Verstohlen um sich blickend, nestelte sie nervös und übervorsichtig am gerüschten Totenhemd der Leiche herum. Sie konnte weder verräterische Male am faltigen Hals der Toten entdecken, noch einen Y-Schnitt am Brustkorb, der auf eine Leichenöffnung schließen ließe. Nichts, absolut nichts, schien in irgendeiner Weise verdächtig zu sein.

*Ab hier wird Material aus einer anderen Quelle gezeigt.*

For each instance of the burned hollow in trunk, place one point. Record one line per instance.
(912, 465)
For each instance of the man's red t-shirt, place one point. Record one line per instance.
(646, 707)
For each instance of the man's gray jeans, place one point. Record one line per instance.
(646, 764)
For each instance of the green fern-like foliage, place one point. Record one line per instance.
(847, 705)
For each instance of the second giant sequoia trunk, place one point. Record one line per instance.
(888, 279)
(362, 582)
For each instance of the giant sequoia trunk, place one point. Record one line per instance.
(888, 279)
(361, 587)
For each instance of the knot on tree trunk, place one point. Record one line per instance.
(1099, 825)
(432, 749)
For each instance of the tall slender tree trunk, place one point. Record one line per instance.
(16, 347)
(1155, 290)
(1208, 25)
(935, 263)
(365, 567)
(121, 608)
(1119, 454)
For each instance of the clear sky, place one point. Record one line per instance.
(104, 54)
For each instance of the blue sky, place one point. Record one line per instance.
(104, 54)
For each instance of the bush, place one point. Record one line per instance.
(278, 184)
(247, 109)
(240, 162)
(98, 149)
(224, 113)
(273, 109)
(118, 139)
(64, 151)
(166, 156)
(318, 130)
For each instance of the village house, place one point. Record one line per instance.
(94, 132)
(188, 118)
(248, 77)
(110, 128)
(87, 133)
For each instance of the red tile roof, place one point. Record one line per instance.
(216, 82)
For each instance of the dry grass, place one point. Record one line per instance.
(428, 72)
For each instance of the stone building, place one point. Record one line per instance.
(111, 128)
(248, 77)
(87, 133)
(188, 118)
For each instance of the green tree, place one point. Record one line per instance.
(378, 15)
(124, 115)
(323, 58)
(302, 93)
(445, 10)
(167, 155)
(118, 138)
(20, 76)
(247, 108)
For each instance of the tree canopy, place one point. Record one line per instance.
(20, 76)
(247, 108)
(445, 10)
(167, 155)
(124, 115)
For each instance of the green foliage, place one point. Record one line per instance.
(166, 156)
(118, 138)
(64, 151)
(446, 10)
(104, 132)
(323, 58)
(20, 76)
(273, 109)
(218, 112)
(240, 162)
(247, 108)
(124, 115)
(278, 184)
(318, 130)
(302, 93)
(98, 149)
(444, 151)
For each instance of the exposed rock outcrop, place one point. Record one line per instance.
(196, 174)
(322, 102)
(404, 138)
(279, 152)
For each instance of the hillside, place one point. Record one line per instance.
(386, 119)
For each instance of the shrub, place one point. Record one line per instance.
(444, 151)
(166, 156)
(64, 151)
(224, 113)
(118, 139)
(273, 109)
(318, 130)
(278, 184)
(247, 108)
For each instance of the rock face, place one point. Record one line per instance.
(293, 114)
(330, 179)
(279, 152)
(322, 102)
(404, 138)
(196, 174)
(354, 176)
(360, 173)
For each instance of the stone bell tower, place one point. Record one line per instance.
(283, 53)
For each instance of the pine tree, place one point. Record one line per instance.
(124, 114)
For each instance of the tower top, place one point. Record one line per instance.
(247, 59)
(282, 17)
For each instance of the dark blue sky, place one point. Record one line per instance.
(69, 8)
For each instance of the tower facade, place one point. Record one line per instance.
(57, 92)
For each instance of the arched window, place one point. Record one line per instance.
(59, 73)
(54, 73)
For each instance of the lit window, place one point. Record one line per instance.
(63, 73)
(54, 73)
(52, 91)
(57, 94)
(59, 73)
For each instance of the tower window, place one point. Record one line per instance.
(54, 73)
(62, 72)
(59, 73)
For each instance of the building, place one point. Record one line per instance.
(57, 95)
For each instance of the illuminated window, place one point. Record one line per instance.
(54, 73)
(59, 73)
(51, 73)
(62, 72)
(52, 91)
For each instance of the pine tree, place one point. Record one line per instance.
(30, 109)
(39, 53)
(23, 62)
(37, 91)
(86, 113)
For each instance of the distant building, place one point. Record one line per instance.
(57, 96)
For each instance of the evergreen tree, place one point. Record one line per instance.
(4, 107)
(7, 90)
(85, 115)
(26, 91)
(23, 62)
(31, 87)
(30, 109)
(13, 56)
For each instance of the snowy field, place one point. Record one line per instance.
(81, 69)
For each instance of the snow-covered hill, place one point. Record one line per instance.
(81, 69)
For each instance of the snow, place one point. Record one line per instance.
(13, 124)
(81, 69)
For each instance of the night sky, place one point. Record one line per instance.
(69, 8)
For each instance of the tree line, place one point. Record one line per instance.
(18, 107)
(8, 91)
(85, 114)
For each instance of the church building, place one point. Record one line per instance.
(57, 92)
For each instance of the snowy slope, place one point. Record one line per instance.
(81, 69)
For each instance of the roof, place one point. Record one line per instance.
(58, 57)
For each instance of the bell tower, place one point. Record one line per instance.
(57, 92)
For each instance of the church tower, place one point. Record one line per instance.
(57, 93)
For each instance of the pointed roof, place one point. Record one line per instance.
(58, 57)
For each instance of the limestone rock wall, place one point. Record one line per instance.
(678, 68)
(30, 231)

Sie kam sich irgendwie albern vor. Ehrlich gesagt, sie kam sich so albern vor, wie noch nie in ihrem Leben. Der Impuls möglichst schnell das Weite zu suchen wurde übermächtig.

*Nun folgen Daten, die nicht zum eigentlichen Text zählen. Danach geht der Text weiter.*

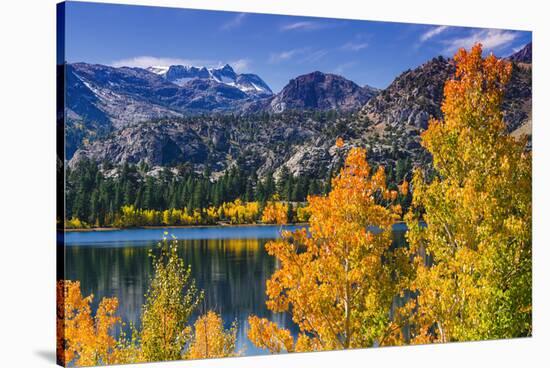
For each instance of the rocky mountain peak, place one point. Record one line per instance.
(321, 91)
(524, 55)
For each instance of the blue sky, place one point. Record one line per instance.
(276, 47)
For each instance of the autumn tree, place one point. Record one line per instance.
(211, 340)
(275, 212)
(84, 340)
(473, 257)
(339, 280)
(171, 299)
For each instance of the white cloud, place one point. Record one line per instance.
(304, 25)
(491, 39)
(278, 57)
(300, 55)
(146, 61)
(340, 69)
(354, 46)
(241, 65)
(235, 22)
(434, 31)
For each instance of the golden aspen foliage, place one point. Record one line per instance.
(338, 282)
(473, 257)
(211, 340)
(171, 299)
(83, 340)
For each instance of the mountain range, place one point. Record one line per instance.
(216, 117)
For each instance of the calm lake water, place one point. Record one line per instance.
(229, 263)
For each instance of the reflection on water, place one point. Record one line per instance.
(229, 264)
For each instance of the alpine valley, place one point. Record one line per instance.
(213, 119)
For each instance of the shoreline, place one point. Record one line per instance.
(101, 229)
(177, 227)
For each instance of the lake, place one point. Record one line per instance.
(229, 263)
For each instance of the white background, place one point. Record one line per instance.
(27, 180)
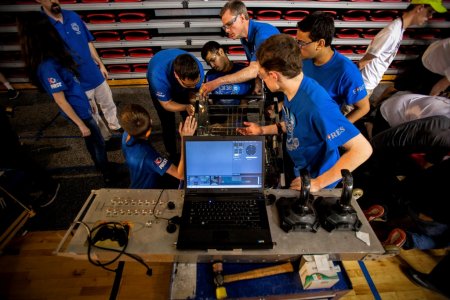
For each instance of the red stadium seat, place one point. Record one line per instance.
(132, 17)
(140, 52)
(118, 68)
(101, 18)
(136, 35)
(112, 53)
(268, 15)
(106, 36)
(295, 15)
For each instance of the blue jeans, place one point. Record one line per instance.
(95, 144)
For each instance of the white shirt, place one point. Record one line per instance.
(404, 107)
(384, 47)
(437, 58)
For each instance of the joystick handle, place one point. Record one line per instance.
(347, 188)
(306, 187)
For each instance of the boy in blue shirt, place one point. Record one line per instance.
(173, 76)
(146, 165)
(337, 74)
(314, 126)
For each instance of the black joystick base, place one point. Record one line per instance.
(296, 217)
(334, 215)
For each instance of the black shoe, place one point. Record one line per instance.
(420, 279)
(49, 198)
(13, 94)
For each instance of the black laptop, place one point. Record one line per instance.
(224, 206)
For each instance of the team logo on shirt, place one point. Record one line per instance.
(54, 84)
(335, 133)
(75, 28)
(160, 162)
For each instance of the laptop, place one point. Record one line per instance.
(224, 206)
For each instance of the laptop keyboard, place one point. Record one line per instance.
(234, 213)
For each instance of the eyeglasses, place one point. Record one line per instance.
(229, 24)
(212, 59)
(303, 44)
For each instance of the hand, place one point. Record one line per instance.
(190, 109)
(208, 87)
(190, 125)
(104, 71)
(251, 129)
(296, 184)
(84, 130)
(440, 86)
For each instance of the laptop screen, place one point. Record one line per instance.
(224, 162)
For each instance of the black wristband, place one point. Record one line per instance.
(279, 128)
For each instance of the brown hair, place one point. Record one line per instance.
(282, 54)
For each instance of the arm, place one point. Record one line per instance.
(365, 60)
(190, 125)
(243, 75)
(97, 60)
(255, 129)
(357, 151)
(362, 107)
(60, 99)
(175, 106)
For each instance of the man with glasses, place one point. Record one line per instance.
(314, 126)
(383, 48)
(238, 25)
(173, 76)
(336, 73)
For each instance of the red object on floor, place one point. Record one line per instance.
(384, 15)
(236, 50)
(140, 52)
(118, 68)
(106, 36)
(349, 33)
(295, 15)
(140, 68)
(268, 15)
(101, 18)
(112, 53)
(397, 237)
(355, 15)
(132, 17)
(136, 35)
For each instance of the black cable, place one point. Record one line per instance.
(119, 226)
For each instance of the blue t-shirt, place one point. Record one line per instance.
(257, 33)
(339, 77)
(160, 75)
(242, 88)
(315, 129)
(77, 37)
(146, 165)
(54, 78)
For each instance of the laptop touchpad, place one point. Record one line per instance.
(220, 235)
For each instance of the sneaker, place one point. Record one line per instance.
(375, 212)
(13, 94)
(397, 237)
(51, 197)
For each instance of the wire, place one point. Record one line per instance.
(91, 244)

Plötzlich durchfuhr sie ein unangenehmes Frösteln. War es wirklich dermaßen saukalt hier oder war es eher die morbide Atmosphäre des Todes, die die Temperatur auf den Gefrierpunkt brachte? Inzwischen war sie endgültig bedient!

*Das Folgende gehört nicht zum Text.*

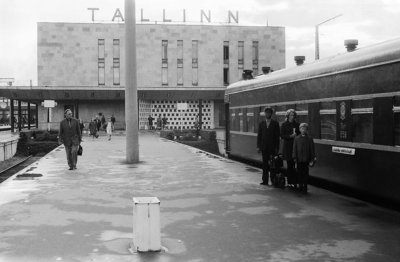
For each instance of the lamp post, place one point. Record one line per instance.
(317, 35)
(131, 108)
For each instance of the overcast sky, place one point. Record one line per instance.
(369, 21)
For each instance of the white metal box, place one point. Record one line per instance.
(146, 224)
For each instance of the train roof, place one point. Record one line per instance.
(382, 53)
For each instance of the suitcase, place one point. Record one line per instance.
(278, 172)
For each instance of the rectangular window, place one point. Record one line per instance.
(195, 62)
(180, 62)
(302, 113)
(240, 55)
(226, 63)
(226, 52)
(241, 120)
(116, 62)
(362, 117)
(164, 62)
(250, 120)
(164, 51)
(280, 113)
(255, 57)
(396, 112)
(101, 62)
(226, 76)
(328, 120)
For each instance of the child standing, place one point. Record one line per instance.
(303, 155)
(109, 128)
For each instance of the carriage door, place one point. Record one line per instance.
(73, 108)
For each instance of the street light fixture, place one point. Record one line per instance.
(317, 35)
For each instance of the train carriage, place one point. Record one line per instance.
(351, 102)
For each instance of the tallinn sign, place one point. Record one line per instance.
(204, 17)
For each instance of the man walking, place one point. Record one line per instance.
(70, 135)
(267, 141)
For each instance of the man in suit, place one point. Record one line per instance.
(267, 141)
(70, 135)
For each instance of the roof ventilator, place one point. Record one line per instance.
(299, 59)
(351, 44)
(247, 74)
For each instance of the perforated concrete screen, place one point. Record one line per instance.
(177, 119)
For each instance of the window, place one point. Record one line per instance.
(361, 114)
(101, 62)
(226, 76)
(328, 120)
(241, 122)
(226, 52)
(164, 62)
(250, 119)
(255, 57)
(195, 62)
(240, 56)
(116, 62)
(280, 113)
(396, 111)
(226, 63)
(233, 121)
(302, 113)
(180, 62)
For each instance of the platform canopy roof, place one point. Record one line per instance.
(39, 93)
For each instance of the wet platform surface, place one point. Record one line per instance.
(212, 209)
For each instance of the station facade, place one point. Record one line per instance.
(82, 66)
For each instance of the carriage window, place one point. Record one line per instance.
(396, 111)
(362, 117)
(241, 124)
(234, 117)
(302, 113)
(250, 119)
(328, 120)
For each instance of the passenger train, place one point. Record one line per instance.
(351, 102)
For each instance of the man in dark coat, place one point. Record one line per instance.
(150, 118)
(70, 135)
(267, 142)
(304, 155)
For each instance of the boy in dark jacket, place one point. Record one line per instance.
(303, 155)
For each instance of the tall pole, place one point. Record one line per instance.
(131, 108)
(316, 43)
(317, 35)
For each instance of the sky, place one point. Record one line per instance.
(369, 21)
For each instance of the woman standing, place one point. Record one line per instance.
(93, 128)
(109, 128)
(289, 130)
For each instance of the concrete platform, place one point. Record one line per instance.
(212, 209)
(8, 145)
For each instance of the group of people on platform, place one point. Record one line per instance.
(71, 130)
(161, 123)
(290, 141)
(99, 123)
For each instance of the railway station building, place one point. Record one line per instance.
(82, 66)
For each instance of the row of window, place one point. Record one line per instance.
(175, 106)
(179, 101)
(240, 59)
(101, 62)
(164, 62)
(179, 110)
(351, 120)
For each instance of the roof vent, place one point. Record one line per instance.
(351, 44)
(266, 69)
(299, 59)
(247, 74)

Sie streifte die Handschuhe ab und warf sie in einen diskret in der Zimmerecke stehenden Abfalleimer, der von verheulten Papiertaschentüchern überquoll und verließ den „Raum des Abschieds”. Ohne sich nochmals umzudrehen, eilte sie in die vorderen Geschäftsräume. Eine dünne, blasse Gestalt in schwarzem Anzug glitt lautlos auf sie zu und fragte mit professioneller Trauermiene:
„Haben wir alles zu ihrer Zufriedenheit erledigt? Entspricht alles ihren Vorstellungen?”
Erschrocken zuckte sie zusammen - abwesend blickte sie den Bestatter an und nickte.
„Es ist soweit alles in Ordnung, bitte achten sie auf frischen Blumenschmuck bei der Trauerfeier.”
„Selbstverständlich, gnädige Frau", säuselte er in aufgesetzt mitfühlendem Ton, der Berufskrankheit aller Bestatter. „Stets zu ihren Diensten.”
Er schlich sich so lautlos davon, wie er gekommen war.
Plötzlich verursachte ihr die Atmosphäre Übelkeit.
Den schweren, süßlichen Duft der Lilien, vermischt mit Weihrauch und mehr als einem Hauch Desinfektionsmittel, vermochte sie keine Sekunde länger zu ertragen. Auch die lange, dürre Gestalt mit dem totenblassen Gesicht und dem schwarzen, pomadisierten Haar schien eher einem Vampirroman entsprungen, als dem normalen Leben. Erneut überkam sie eine Welle der Übelkeit.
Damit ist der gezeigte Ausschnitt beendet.